The book’s title refers to the conflagration that was World War II, but this is a story neither of wartime tragedy, nor of postwar optimism. Rather, Hazzard explores the slim space in between. The war is over, yet the world cannot settle on peace: China is on the brink of revolution, while the Cold War is waged across devastated Europe. Survivors contemplate the ruins — of institutions, marriages, friendships, possibilities — and what will be required to reclaim what is left. Hazzard writes of a time when, in the wake of so much death, “the necessity to assemble life became urgent and oppressive.”

Leith is a man of civility, reserve, and moral discernment. Helen, at least as Leith imagines her, is a changeling — neither girl nor woman. The lovers are separated by age, by her disapproving parents, and by geography.

This is an old-fashioned, unabashedly romantic story that could have given way to preciousness but for the Hazzard’s transcendent prose.
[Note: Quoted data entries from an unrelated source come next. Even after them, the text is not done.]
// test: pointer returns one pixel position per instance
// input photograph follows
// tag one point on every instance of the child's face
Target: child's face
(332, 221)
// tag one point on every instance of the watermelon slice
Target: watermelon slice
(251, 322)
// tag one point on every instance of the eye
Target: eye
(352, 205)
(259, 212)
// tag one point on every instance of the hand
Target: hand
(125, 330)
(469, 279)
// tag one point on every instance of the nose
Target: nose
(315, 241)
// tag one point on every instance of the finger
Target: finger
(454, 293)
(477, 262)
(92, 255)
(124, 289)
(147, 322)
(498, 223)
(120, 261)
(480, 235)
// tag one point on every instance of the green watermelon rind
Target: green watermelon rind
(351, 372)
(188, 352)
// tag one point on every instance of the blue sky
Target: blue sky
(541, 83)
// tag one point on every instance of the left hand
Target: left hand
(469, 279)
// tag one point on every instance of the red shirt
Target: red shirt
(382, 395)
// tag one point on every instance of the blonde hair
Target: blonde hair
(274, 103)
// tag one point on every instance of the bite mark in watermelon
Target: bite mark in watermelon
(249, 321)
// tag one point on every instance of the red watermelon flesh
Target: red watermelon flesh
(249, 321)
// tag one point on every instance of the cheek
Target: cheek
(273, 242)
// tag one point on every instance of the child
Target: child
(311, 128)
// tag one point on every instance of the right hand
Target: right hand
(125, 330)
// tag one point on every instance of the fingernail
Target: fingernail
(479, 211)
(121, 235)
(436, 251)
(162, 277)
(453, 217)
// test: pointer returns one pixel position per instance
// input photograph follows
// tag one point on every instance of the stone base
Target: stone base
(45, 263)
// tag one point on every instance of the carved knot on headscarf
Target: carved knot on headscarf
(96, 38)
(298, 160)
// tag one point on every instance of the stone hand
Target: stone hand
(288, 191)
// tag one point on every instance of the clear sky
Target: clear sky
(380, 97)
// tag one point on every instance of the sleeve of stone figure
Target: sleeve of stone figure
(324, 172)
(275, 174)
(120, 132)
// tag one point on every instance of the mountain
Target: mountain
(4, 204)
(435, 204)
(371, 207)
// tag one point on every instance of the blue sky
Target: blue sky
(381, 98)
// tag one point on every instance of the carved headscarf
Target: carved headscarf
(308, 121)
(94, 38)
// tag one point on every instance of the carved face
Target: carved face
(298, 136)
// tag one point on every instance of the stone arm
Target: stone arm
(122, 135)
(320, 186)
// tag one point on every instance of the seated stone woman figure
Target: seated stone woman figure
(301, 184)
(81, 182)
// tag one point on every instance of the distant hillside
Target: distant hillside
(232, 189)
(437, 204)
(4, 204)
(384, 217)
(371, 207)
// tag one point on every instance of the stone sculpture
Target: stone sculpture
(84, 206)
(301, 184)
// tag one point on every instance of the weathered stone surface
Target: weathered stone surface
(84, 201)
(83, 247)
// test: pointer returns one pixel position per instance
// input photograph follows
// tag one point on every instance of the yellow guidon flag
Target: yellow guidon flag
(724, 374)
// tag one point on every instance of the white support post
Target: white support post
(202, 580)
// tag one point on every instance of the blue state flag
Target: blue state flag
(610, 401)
Her meticulous descriptions serve both the particular and the abstract: Hong Kong’s “pastel villas on the mountainside, here and there among the vegetation: looted, unroofed, their marzipan interiors lined with rot, some of them rebuilding under bamboo scaffolding.”

In “Greene on Capri,” her 2001 memoir about British writer Graham Greene, Hazzard remarked on the passing of the time when language mattered. For her it still does. But this perfection exacts a price. The sharp dazzle of her prose often distances the reader, and her dialogue is sometimes mannered. One is not swept up in this story. Instead, it becomes a meditation, as though Hazzard quietly offers for our consideration a moment when the world was set ablaze. And perhaps that is what she intends. Who can resist the urge to run out into the cold to contemplate a great fire — its devastation, what remains, what it sets in motion — and simply to watch it burn?